Dopo 30 anni, quale sviluppo attende il Premio? Ci sono già idee e novità in cantiere per il futuro?
Aver raggiunto i 30 anni, per noi che siamo un gruppo di giornalisti di provincia, non era scontato. Abbiamo un gruppo di sostenitori, tra questi la Fondazione cattolica, che ci aiuta da sempre, che dobbiamo ringraziare perché è gente che crede nei nostri stessi valori incarnati nel Premio. Per il futuro vorremmo cercare di capire sempre di più e confrontarci con le nuove tecnologie e le reti sociali. Le questioni che l’intelligenza artificiale e, più semplicemente, i social sollevano sono legate anche al rispetto delle persone, alla verità dei fatti, all’incontro che spesso viene a mancare se ci si limita solo al contatto virtuale tipico dei social. Capire dove si nasconde il bene anche in questi ambiti e in questi strumenti, potrebbe essere una delle piste di lavoro futuro.
Per partecipare al premio. Le candidature dovranno essere proposte compilando il modulo on line sul sito www.premioucsi.it alla voce relativa, entro il 31 ottobre 2024. Tre i premi principali e due i riconoscimenti speciali che la giuria – composta dal presidente Filippi e da soci dell’Ucsi di Verona, Veneto e Trento – assegnerà ai vincitori.

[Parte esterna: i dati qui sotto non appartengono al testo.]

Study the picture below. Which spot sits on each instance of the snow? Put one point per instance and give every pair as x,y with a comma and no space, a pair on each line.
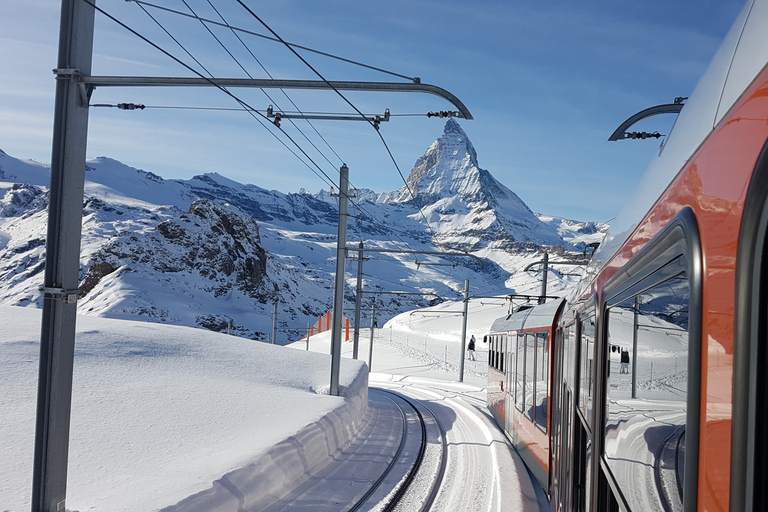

Il premio Ucsi – Fondazione Cattolica alla Stampa, il premio Ucsi – Fondazione Cattolica alla Televisione e il premio Ucsi – Fondazione Cattolica alla Radio vanno rispettivamente al migliore articolo pubblicato su quotidiano, periodico o testata online regolarmente registrata e al miglior servizio televisivo e radiofonico che affronti i temi del premio. Il Gruppo editoriale Athesis attribuisce il riconoscimento speciale “Targa Athesis” al miglior servizio sui temi del premio realizzato da un giovane giornalista o collaboratore con meno di 30 anni; il premio “Il genio della donna” della Fondazione Banca Popolare di Verona è destinato, invece, al/alla giornalista che abbia valorizzato l’impegno femminile nella tutela dei valori legati alla solidarietà e alla convivenza civile. La giuria conferisce, infine, il riconoscimento speciale “Giornalisti e società: la professione giornalistica al servizio dell’uomo” sostenuto dall’Ufficio Comunicazione Sociali della Conferenza Episcopale del Triveneto (Cet). La premiazione si terrà sabato 14 dicembre 2024, ore 11, in sala Arazzi di palazzo Barbieri, sede del Comune di Verona.